Sizce bu bitki sadece tohumdan oluşuyor ve bizde ondan mı yararlanıyoruz? Mor renkli mucizevi bitkimizin bir de kapsülü var. Olgunlaşmamış kapsüllerin çizilmesiyle beyaz renkli bir süt akar. Bu sütün içerisinde yaklaşık 20 kadar alkaloid bulunur. Bu süt bir süre sonra katılaşıp esmerleşir. Özel bıçaklarla bir araya toplanıp ‘sakız’ adını alır. Bu sakız yoğurulur ve opium (afyon) adını alır. Afyonun keskin, hoş olmayan bir kokusu ve acı bir tadı vardır. %10 morfin, %5 kodein ve %6 narkotin bulunabilmektedir. İçerisinde bulunan yaklaşık 20 çeşit alkaloidden bilinen ve en zehirlisi morfindir. Alkaloidler dışında şeker, protein ve kauçuk yağı da içerir. Peki bu türevler hiç mi kullanım endikasyonu dışına çıkıp suistimale uğramıyor? Elbette uğruyorlar. Bu durumun önüne bir nebze de olsa geçmek için ülkemizde morfin ve türevleri, sentetik agonistler ve karma etkili parsiyel agonistler eczanelerde kırmızı reçete ile satılmaktadır. Bir istisnası olan Tramadol yeşil reçete ile eczanelerde satılmaktadır.
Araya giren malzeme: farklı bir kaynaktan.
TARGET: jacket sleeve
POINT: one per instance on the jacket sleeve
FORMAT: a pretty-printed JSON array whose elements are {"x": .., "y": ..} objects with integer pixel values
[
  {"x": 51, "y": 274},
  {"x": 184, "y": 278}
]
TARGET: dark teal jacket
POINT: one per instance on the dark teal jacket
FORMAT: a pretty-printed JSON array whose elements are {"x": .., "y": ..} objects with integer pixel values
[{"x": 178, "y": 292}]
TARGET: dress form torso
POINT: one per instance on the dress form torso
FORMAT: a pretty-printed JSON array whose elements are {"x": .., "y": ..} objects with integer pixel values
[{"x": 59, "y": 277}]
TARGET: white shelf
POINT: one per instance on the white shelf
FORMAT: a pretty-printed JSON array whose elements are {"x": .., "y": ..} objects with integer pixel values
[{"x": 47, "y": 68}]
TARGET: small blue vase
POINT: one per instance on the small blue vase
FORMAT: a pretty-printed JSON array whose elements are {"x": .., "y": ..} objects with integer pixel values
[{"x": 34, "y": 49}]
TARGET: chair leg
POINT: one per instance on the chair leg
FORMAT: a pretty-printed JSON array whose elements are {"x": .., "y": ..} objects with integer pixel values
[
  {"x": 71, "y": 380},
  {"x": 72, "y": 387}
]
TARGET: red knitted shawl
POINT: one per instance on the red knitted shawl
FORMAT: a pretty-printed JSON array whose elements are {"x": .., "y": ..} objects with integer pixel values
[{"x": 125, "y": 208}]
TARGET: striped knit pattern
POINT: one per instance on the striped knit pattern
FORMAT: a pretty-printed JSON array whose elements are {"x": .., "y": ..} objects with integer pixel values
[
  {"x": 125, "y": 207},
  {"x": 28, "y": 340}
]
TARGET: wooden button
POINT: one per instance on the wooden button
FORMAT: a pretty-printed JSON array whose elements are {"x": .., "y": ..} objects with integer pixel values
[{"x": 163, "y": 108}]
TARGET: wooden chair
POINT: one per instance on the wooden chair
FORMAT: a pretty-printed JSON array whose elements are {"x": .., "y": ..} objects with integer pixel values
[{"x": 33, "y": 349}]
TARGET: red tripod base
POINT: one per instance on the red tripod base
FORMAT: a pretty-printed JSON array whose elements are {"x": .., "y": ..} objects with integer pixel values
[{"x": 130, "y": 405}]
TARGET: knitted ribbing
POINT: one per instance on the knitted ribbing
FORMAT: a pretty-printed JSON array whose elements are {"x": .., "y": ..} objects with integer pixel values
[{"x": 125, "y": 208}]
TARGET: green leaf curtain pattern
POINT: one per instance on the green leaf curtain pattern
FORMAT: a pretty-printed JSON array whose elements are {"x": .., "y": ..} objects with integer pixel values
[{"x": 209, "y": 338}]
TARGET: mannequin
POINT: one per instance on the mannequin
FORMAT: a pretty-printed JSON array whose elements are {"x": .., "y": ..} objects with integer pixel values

Sağlıktaki Kullanım Endikasyonları

Hastanelerde yaygın olarak kullanılan morfin, kodein, dekstrometorfan gibi afyon türevleridir. Afyon türevleri gerek ağrı kesici gerek öksürük kesici (antitusif) etkilerinden faydalanılarak sağlık alanında kullanılmaktadır. Ayrıca antidiyareik etkisiyle de sıkça faydalanılmaktadır. Bu türevler, yutularak, çiğnenerek veya sigara ile içilerek kullanılır. Kısa süreli keyif verir. Ağrıları keser, günlük sıkıntıları zihinsel durgunluk verdiğinden dolayı unutturur. Ancak bu keyif evresinden bir süre sonra halsizlik, mide bulantısı ve baş ağrısı başlar. Fazla miktarda alınması sonucu kişiyi koma haline sokabileceği gibi ölümüne de neden olabilir. Fazla miktar morfin için 60mg ve üzerinde solunum deprese edici etkiler ortaya çıkarır. Ancak bu etkilerine karşı tolerans gelişebildiği için yüksek dozlara çıkabiliyor. Morfin zehirlenmelerinde gözde toplu iğne başı pupil görüntüsü oluşur bu etkisine miyozis denir ve buna karşı tolerans gelişmez. Sindirim sistemi üzerindeki antidiyareik etkilerine karşı da tolerans gelişmemektedir. Konvülsiyon yapıcı etkileri de bulunur, bu yüzden koma tablosuna yol açar.

Afyon türevlerinden bu kadar bahsettikten sonra şunu da söyleyelim; ülkemizdeki haşhaş üretimi olmasına rağmen afyon üretimi yasaklanmıştır.

Şimdi siz karar verin. Haşhaş uyuşturucu mu yoksa şifa mı ya da her ikisi de mi?